Ramos-Horta and the death penalty

NZPundit is crowing over an article by Jose Ramos-Horta in The Australian. The death of his close friend (and former UN administrator of East Timor) Sergio Vieira de Mello in the bombing of the Baghdad UN HQ has caused him to rethink his opposition to the death penalty:

Indeed, I am so angry about this act of terrorism that I now have second thoughts about opposing the death penalty for terrorists. Why should taxpayers pay for the rent, meals, electricity bills and medical care of a convicted terrorist who kills, maims, destroys and takes away the lives of the innocent?

Many times in the past, I have signed petitions pleading to spare the life of someone on death row. And I will continue to do on a case-by-case basis.

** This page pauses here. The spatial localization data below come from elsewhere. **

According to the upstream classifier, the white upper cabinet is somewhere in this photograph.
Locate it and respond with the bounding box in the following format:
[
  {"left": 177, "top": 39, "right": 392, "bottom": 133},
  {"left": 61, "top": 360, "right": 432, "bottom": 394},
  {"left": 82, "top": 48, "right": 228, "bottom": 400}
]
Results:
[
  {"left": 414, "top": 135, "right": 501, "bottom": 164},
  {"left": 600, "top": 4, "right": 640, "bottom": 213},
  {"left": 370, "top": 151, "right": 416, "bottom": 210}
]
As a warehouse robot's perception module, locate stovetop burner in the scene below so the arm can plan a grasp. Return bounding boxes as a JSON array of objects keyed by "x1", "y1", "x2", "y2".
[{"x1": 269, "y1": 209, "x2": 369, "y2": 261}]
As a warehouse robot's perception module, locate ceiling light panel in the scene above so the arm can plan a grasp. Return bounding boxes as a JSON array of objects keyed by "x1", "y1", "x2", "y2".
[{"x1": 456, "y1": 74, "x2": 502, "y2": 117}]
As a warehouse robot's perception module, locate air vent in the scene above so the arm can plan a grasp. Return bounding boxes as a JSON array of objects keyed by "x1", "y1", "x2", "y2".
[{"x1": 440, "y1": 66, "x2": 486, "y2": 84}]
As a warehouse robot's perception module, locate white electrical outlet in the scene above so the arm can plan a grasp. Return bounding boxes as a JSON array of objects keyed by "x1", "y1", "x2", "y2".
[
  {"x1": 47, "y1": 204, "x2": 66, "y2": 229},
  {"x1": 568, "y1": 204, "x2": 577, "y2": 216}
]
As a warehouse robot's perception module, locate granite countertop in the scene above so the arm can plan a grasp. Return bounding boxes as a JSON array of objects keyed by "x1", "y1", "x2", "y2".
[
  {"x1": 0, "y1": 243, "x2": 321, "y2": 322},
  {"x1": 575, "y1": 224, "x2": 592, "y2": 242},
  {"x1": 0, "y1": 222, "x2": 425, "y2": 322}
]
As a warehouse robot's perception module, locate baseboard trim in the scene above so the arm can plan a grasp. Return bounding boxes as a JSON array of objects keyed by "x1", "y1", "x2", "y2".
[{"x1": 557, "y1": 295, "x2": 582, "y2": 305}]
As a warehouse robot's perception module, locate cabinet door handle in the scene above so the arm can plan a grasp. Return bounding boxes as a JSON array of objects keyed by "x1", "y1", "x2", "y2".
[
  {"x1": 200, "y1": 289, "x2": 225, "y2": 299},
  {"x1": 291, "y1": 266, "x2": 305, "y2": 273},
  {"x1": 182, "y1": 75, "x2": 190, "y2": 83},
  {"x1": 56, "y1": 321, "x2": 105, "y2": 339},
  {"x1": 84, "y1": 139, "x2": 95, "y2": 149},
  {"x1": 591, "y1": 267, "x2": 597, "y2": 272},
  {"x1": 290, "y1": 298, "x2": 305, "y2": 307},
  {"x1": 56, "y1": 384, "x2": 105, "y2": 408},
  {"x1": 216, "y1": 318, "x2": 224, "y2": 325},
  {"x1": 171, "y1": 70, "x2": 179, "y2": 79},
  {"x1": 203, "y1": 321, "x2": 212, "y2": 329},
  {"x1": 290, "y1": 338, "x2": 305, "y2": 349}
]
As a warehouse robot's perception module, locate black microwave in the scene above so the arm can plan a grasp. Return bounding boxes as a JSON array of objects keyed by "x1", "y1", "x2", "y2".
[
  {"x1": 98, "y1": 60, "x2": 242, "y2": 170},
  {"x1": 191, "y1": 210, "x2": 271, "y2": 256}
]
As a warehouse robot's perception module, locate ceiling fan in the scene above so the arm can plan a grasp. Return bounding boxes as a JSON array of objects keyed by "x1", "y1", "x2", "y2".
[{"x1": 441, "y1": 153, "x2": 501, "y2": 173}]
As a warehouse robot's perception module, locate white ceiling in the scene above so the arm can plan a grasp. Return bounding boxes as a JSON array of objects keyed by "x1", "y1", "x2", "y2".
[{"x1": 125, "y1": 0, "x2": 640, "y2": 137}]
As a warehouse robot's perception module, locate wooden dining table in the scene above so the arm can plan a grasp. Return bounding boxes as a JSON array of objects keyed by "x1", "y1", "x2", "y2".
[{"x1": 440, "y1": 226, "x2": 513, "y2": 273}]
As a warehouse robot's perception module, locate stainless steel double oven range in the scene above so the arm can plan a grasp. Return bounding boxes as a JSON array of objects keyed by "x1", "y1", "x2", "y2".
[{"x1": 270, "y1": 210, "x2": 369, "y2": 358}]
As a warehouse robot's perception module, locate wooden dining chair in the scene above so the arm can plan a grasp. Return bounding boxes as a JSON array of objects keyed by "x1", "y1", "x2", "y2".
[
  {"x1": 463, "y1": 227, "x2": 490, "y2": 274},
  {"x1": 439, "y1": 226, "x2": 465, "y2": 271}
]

But I will not shed tears when those responsible for the countless terrorist bombings in Bali, Jakarta, New York, Washington and Baghdad are put to death. Clearly, Sergio's death has changed the way I look at life and the issue of the death penalty.

There's an old saying that a conservative is a liberal who has been mugged, and I think this is a classic case. While it's understandable that Ramos-Horta would want revenge against his friend's killers, it's also sad to see him abandon his principles. The whole point of human rights is that they are things that should be protected even for your worst enemy. And the right which makes everything else possible is the right to life.